A new paper that claims to analyze EPA's proposed rules for fossil-fueled power plants is not that at all. Instead, it analyzes imagined compliance paths that the rules neither require nor make plausible. The analysis from the EFI Foundation ignores key aspects of the rule, creating improbable scenarios, and then warning of the woes that will follow.  

EPA’s proposed standards are centered on flexibility, offering states and power plant multiple tools and compliance pathways to meet the proposal’s carbon emission performance levels. The report assumes away these flexible tools and instead assesses three separate, rigid approaches to meeting those emission limits.  If you make extreme assumptions, you will get extreme results. But that’s not how these regulations would work in the real world.  

Here’s what happened.  

In May 2023, EPA proposed carbon emissions limits for coal and gas power plants based on the reductions possible using carbon capture and sequestration (CCS) or clean hydrogen co-firing. EPA offered more modest standards for plants that are planning to retire before 2040 or that will run less frequently. For existing gas power, the proposed rules apply to only the largest generating units that run most of the time. Under the Clean Air Act as interpreted by the Supreme Court last year, EPA sets emissions limits based on the reductions that can be achieved by the best system of emissions reductions (BSER) -- technologies and practices that improve sources’ pollution performance and make them operate more cleanly.  The Act, however. does not require companies to use any specific technology. Instead, the emission limit is a performance standard – a benchmark that companies and states may meet using other available technological or operational strategies. 

Thanks to underlying market trends and the incentives for clean energy provided by the Inflation Reduction Act, the power sector is expected to cut its carbon footprint substantially over the next two decades. As the EFI report notes, carbon emissions from the power sector are already dropping because of the transition away from coal; they are down by a third from their peak levels in 2005 according to the Energy Information Administration. EPA projects that its proposed standards will reinforce those trends and modestly increase the emission reductions achieved through the early 2040s. Thus, the proposed standards build on the market trends, capitalizing on new and growing economic opportunities to clean up the power sector at minimal – and often no – cost to customers in EPA’s modeling of the rule.  
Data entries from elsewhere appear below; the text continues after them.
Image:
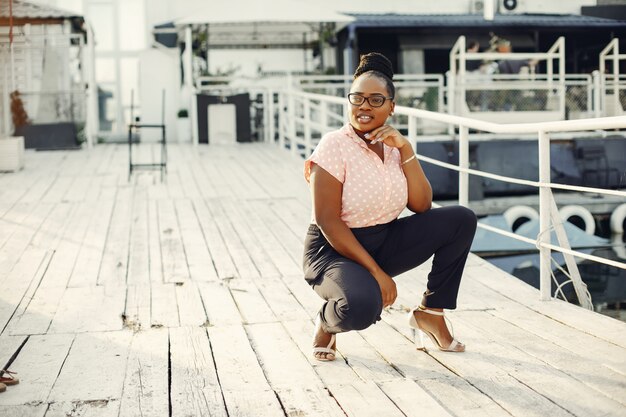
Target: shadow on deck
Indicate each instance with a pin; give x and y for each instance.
(186, 298)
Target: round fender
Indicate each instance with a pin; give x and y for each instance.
(516, 213)
(617, 219)
(579, 211)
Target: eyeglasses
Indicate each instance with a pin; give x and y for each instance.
(374, 101)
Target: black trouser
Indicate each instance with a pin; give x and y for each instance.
(353, 297)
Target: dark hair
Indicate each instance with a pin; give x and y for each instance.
(379, 66)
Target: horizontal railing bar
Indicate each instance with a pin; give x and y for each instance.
(520, 181)
(515, 236)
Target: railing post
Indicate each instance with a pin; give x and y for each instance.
(597, 94)
(281, 120)
(412, 131)
(270, 119)
(308, 146)
(291, 122)
(545, 267)
(463, 164)
(324, 115)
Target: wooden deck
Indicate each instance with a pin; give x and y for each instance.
(186, 299)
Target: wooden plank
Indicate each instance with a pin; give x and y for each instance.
(262, 262)
(94, 368)
(156, 260)
(302, 291)
(139, 252)
(90, 408)
(197, 253)
(90, 257)
(241, 258)
(364, 359)
(172, 252)
(220, 256)
(44, 295)
(250, 302)
(335, 372)
(203, 182)
(236, 362)
(14, 288)
(58, 189)
(364, 399)
(146, 388)
(307, 401)
(590, 380)
(137, 308)
(23, 410)
(22, 236)
(190, 308)
(462, 398)
(396, 349)
(271, 245)
(195, 388)
(8, 346)
(600, 326)
(114, 266)
(412, 399)
(219, 304)
(283, 363)
(283, 304)
(90, 309)
(164, 311)
(38, 365)
(291, 243)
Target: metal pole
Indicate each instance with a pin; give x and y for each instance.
(545, 268)
(463, 163)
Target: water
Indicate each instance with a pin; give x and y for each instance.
(606, 284)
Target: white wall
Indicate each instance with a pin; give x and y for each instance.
(159, 70)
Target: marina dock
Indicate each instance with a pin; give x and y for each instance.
(186, 298)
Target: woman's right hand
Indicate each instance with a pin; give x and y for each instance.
(388, 288)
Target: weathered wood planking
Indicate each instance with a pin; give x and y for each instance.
(92, 266)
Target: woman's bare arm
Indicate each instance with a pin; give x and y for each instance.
(326, 191)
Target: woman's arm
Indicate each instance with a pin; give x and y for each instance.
(326, 191)
(420, 192)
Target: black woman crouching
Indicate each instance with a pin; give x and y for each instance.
(362, 177)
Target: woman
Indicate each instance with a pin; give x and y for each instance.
(361, 178)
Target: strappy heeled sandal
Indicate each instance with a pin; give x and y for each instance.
(9, 379)
(328, 349)
(455, 345)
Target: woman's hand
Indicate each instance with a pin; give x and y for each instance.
(388, 288)
(389, 135)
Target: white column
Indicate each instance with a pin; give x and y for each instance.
(545, 279)
(464, 164)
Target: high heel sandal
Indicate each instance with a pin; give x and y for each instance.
(455, 345)
(9, 379)
(328, 349)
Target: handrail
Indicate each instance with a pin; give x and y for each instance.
(548, 219)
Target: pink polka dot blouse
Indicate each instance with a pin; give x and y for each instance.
(374, 192)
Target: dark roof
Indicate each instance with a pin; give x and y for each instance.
(475, 20)
(26, 12)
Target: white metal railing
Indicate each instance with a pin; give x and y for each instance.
(304, 117)
(611, 82)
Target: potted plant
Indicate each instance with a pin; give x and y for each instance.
(183, 126)
(12, 147)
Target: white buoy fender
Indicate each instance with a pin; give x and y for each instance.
(579, 211)
(515, 213)
(617, 219)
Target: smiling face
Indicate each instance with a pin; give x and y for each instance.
(365, 117)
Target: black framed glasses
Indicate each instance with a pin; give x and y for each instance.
(376, 100)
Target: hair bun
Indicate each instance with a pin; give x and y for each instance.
(374, 61)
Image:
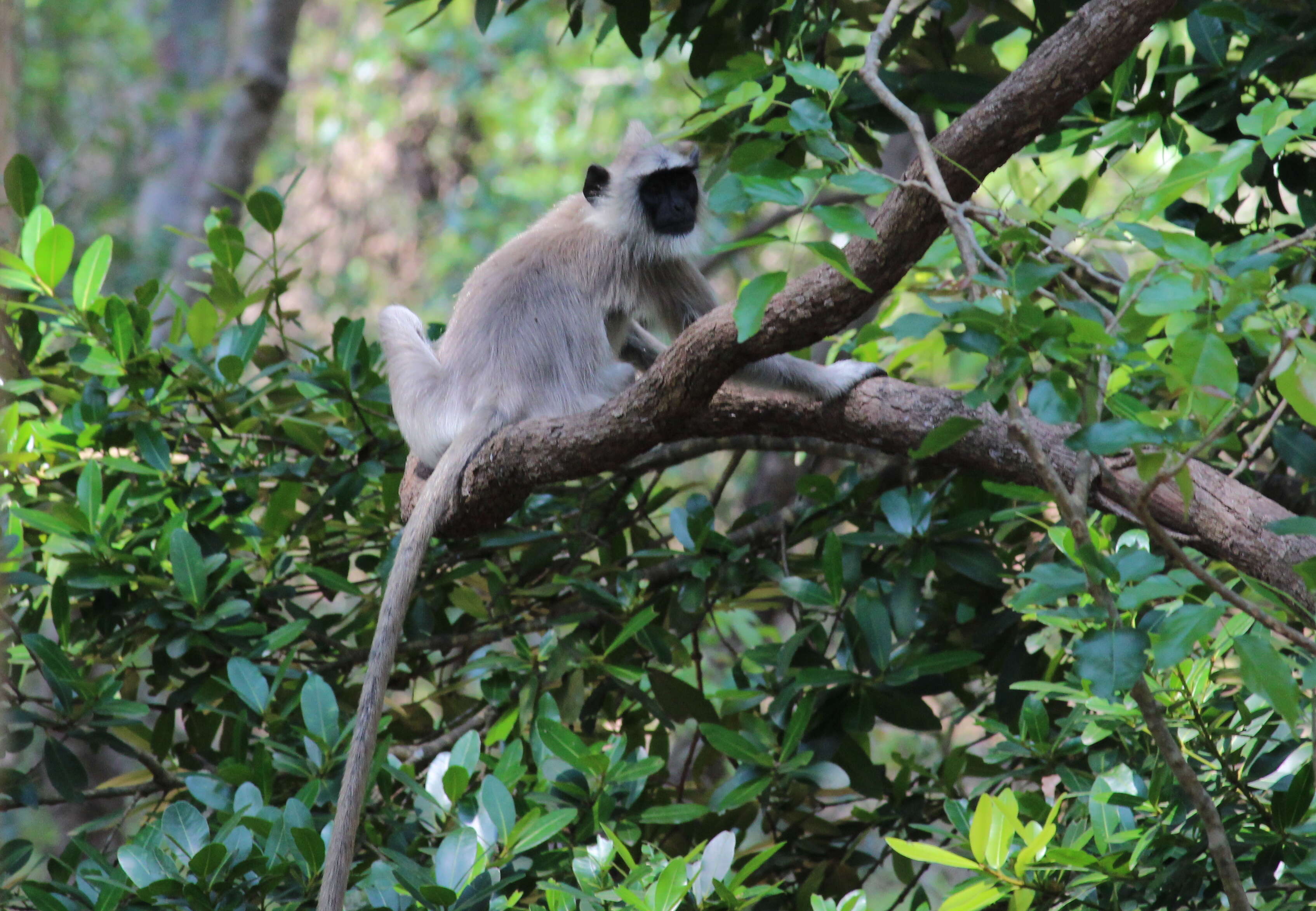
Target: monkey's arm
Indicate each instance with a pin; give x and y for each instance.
(641, 349)
(687, 296)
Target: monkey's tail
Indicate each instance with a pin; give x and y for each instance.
(485, 421)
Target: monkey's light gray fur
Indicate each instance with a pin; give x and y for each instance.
(541, 326)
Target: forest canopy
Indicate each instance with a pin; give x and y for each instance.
(1027, 624)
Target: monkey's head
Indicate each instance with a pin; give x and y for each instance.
(649, 196)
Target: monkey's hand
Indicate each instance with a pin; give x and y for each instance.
(844, 375)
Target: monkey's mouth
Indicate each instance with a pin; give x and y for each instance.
(676, 227)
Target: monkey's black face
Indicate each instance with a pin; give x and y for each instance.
(670, 200)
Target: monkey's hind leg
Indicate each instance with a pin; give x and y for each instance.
(485, 421)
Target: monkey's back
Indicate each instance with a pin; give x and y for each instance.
(528, 326)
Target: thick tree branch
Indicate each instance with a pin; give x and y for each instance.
(657, 409)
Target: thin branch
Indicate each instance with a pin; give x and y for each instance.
(770, 221)
(1153, 716)
(674, 454)
(423, 754)
(870, 71)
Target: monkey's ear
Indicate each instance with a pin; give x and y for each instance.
(595, 182)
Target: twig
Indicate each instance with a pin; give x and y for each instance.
(1289, 242)
(424, 752)
(1173, 467)
(769, 223)
(1259, 441)
(674, 454)
(1165, 541)
(727, 476)
(1218, 842)
(931, 170)
(1153, 716)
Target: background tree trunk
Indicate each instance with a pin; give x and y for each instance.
(191, 56)
(261, 78)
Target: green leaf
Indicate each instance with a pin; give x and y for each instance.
(1290, 808)
(153, 446)
(564, 743)
(53, 255)
(91, 271)
(1113, 659)
(1298, 387)
(876, 624)
(186, 827)
(498, 803)
(1170, 293)
(812, 77)
(209, 861)
(773, 190)
(673, 814)
(60, 673)
(266, 207)
(633, 626)
(228, 245)
(734, 746)
(311, 847)
(808, 116)
(203, 320)
(864, 182)
(632, 23)
(35, 228)
(1268, 675)
(145, 866)
(90, 493)
(64, 768)
(672, 885)
(1053, 404)
(977, 894)
(845, 220)
(320, 709)
(930, 854)
(1174, 638)
(807, 592)
(249, 684)
(542, 829)
(189, 567)
(21, 184)
(753, 303)
(944, 436)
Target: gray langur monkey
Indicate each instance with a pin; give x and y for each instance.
(547, 324)
(541, 329)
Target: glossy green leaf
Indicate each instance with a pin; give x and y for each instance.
(1268, 675)
(21, 184)
(92, 270)
(53, 255)
(753, 303)
(189, 568)
(249, 684)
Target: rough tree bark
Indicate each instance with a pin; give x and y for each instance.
(1226, 519)
(261, 77)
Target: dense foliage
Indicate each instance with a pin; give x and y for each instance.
(644, 696)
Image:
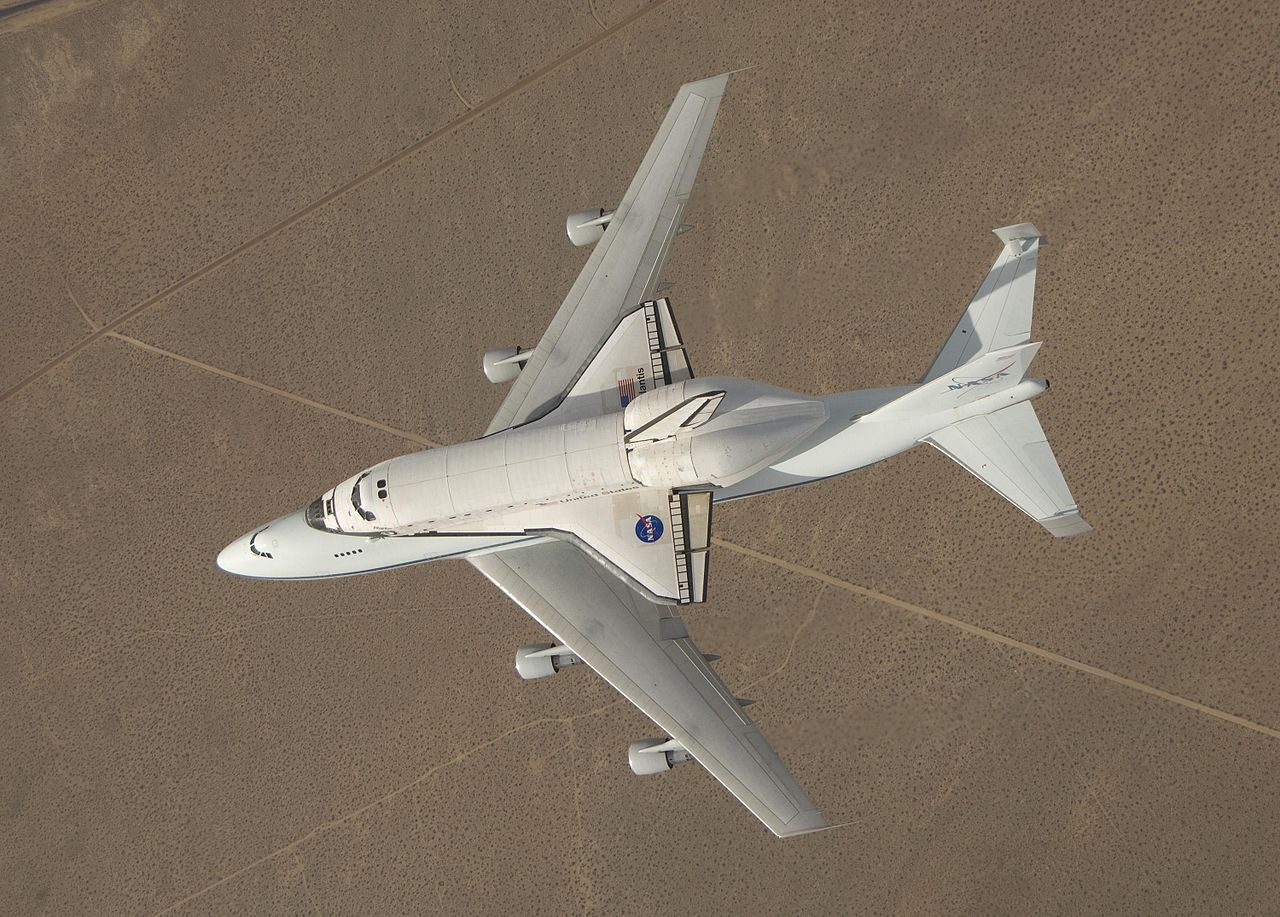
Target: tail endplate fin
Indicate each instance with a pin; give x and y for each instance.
(1008, 451)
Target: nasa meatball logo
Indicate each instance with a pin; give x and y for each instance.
(649, 529)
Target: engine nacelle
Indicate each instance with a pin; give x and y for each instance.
(504, 364)
(539, 660)
(656, 756)
(586, 227)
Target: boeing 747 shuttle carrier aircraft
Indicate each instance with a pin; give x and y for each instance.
(589, 498)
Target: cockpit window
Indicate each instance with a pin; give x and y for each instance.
(315, 515)
(355, 501)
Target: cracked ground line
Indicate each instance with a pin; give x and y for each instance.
(91, 323)
(273, 389)
(991, 635)
(1075, 772)
(387, 797)
(297, 215)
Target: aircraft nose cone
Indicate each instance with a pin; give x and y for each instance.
(234, 557)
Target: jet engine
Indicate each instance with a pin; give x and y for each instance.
(586, 227)
(656, 756)
(539, 660)
(504, 364)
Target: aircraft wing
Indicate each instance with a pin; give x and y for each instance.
(625, 268)
(643, 649)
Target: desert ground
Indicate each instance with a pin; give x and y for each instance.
(251, 247)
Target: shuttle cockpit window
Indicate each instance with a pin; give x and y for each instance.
(315, 515)
(355, 501)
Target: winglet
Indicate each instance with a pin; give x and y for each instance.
(1019, 232)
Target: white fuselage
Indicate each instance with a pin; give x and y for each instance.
(478, 496)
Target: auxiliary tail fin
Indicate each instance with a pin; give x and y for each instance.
(1008, 451)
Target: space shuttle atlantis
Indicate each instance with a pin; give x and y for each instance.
(589, 498)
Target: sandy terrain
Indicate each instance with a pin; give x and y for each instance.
(250, 247)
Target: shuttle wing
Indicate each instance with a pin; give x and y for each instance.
(625, 268)
(643, 649)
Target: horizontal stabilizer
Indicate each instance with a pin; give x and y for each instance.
(1008, 451)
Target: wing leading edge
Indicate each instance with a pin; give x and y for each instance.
(626, 264)
(644, 651)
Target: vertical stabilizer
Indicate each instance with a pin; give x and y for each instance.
(1000, 314)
The EFI report analyzes three separate approaches to meet the standards:  

  1. all baseload power plants all install CCS; 

  2. all regulated gas plants adopt hydrogen co-firing; or  

  3. all baseload plants reduce their utilization so as not to be covered.  

If the whole industry relied exclusively on only one of these inflexible paths, it could be expensive or face other implementation difficulties. The report concludes: “EPA’s current proposal faces major implementation challenges, considering the amount of infrastructure that could be needed in the next decade.” 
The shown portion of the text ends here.